Dans les années 1970, il se passe du modèle de Brecht et développe une dramaturgie complexe et multilinéaire qu'il appelle fragment synthétique, dans des textes tels que Germania Mort à Berlin (1971), La vie de Gundling Le cri de rêve de Frederick de Prusse Lessing (1976) et, surtout, Hamletmachine, qui témoigne également de l'influence d'Antonin Artaud et de Samuel Beckett . Hamletmachine (1977) est la pièce la plus reconnue de Müller, largement enseignée comme texte fondateur de la littérature postmoderne. Comme plusieurs autres de ses pièces, elle a été jouée partout dans le monde, surtout après que Robert Wilson l'ait mise en scène à New York en 1985, commençant ainsi son étroite collaboration et son amitié avec Müller.
En 1975, Müller a été invité à l'Université du Texas, Austin, en tant qu'écrivain en résidence, et a beaucoup voyagé aux États-Unis, puis au Mexique et dans les Caraïbes.
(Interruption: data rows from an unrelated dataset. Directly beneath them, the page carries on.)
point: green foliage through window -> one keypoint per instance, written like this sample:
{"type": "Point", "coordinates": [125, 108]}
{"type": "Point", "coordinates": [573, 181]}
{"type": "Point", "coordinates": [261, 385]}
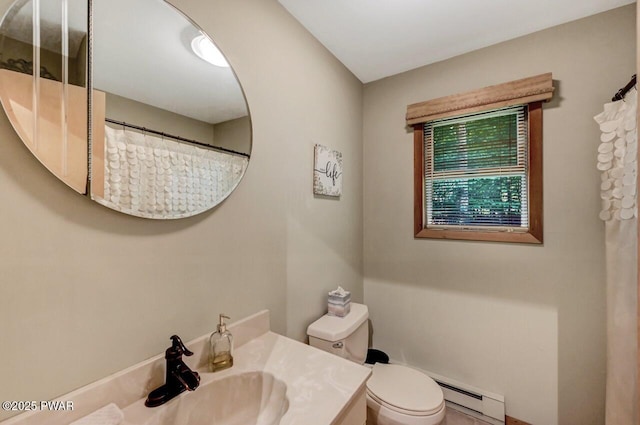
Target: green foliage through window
{"type": "Point", "coordinates": [476, 170]}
L'expérience américaine a profondément changé sa vision de l'impact de la géographie sur l'histoire humaine et a renforcé son attachement aux positions féministes qu'il avait prises dans des textes précédents.
Au cours des années 1980, Müller a dirigé de plus en plus ses propres œuvres, avec un grand succès, et a reçu les plus hautes distinctions littéraires des deux anciens États allemands. Sa mise en scène de Hamlet/Machine, combinant le texte de Shakespeare (dans sa propre traduction) avec Hamletmachine, a commencé la répétition avant la chute du mur de Berlin, mais a été créée après l'effondrement de l'État socialiste est-allemand, en 1990. La production de huit heures a reflété l'histoire allemande depuis la Seconde Guerre mondiale et les tendances fratricides du passé de la nation. Au cours de la dernière année de sa vie, Müller est devenu le directeur artistique du Berliner Ensemble où il a mis en scène Brecht Arturo Ui (1995) dans une production très acclamée. Il avait finalement assumé le rôle de son ancien héros, Brecht, en tant que premier dramaturge / metteur en scène d'Allemagne. Il a également mis en scène Tristan et Isolde au Festival de Bayreuth Wagner en 1993.
Tout au long de sa carrière, Müller a été blâmé - de la gauche comme de la droite - pour avoir promulgué une vision apocalyptique de l'histoire humaine et de la société. Il a un jour plaisanté sur ces critiques: «Je ne suis ni un espoir ni un trafiquant de drogue» (1984, p. 140).